By Drop Site News

BEIRUT, Lebanon—When the Israeli military repeated its displacement order for the entire city of Tyre (Sour) in southern Lebanon at 4 p.m. on Wednesday, Ali Sleiman decided to head to the shore with his fishing poles to pass the time. Neither he nor his relatives and neighbors believed that their small corner of the city would be targeted by the Israeli military. A stretch of low-rise residential buildings that butt up against the Palestinian refugee camp of El-Buss, the area is primarily made up of working class residents, both Lebanese and Palestinian, along with displaced families from surrounding areas.
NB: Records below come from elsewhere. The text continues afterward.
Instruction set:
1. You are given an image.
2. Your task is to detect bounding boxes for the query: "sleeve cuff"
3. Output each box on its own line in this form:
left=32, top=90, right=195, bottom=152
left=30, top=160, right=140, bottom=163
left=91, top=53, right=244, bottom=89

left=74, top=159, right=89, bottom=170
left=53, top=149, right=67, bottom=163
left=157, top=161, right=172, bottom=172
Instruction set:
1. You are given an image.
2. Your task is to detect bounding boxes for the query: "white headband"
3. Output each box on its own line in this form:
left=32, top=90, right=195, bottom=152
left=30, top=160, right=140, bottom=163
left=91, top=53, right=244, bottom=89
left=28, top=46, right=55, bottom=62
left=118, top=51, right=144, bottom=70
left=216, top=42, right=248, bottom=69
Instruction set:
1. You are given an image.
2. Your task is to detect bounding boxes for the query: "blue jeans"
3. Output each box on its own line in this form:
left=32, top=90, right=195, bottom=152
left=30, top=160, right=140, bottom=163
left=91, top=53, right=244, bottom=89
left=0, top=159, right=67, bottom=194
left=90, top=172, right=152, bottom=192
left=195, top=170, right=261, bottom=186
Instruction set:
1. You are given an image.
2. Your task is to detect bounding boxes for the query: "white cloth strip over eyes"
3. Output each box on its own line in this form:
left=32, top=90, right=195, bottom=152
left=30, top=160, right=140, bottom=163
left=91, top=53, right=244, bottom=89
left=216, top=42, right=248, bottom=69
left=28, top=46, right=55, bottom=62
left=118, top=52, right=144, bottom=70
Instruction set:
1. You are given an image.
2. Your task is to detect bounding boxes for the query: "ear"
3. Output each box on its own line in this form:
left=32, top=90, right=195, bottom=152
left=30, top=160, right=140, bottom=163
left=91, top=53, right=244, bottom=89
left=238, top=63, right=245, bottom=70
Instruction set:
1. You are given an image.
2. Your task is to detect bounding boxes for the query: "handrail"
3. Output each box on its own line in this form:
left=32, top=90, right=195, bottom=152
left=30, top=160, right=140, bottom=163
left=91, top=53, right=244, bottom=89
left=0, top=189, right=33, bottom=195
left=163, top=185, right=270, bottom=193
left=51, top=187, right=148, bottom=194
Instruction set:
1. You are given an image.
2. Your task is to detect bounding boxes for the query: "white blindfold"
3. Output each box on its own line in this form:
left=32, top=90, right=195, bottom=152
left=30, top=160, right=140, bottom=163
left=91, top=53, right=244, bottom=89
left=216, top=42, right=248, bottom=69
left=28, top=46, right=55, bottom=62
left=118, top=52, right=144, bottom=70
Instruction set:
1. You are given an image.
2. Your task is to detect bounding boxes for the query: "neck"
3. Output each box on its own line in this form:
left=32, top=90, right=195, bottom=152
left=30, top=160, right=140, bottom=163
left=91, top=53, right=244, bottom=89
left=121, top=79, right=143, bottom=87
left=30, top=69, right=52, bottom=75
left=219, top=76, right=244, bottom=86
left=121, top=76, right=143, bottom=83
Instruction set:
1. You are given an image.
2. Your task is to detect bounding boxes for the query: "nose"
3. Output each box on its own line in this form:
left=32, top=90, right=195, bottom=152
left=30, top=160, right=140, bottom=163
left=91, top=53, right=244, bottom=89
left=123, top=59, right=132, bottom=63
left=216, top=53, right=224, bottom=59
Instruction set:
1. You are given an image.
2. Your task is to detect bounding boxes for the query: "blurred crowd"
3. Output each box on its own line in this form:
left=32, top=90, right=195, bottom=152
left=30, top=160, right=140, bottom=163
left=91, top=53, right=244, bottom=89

The airstrike came an hour later, shaking the earth and sending a thunderous boom throughout the city. Sleiman saw the cloud of smoke rise above his neighborhood and immediately left his supplies by the shore and sped home on his motorcycle. It was a direct hit on his family building. The strike had left a crater in the earth so deep that groundwater had begun to fill it. He screamed and dug through the rubble until he found his 82-year-old mother writhing in pain, her leg badly mangled. His brother’s lifeless body lay close by.

“I went crazy. I started shouting at the first responders, asking them where they were taking him,” Sleiman told Drop Site, his voice hoarse from breathing in the acrid smoke and fumes the day before. The airstrike killed three people, including his brother, Fadel, and injured at least 17 others. The entire residential block was destroyed.

“He was loving and respectful and incredibly giving,” Suleiman said of his brother, who left behind a wife and five children. Suleiman described Fadel as a familiar face in Tyre’s port, where he fished and painted boats for a living. “He was always helping the poor, always smiling.”

The Israeli strike was one of at least fifteen that rained down on Tyre overnight Wednesday and into Thursday morning, according to Moussa Shaalan, a member of the Lebanese Civil Defense stationed in Tyre. His voice was fatigued after a long night of retrieving survivors and the dead from the rubble. The Israeli military issued warnings for some residential buildings at 3:30 a.m. local time; other houses, like Sleiman’s, were bombed without warning.

“It was the worst night since the start of the war, and this has been the worst war we have seen,” Khalil al-Zein, a local official, told Drop Site.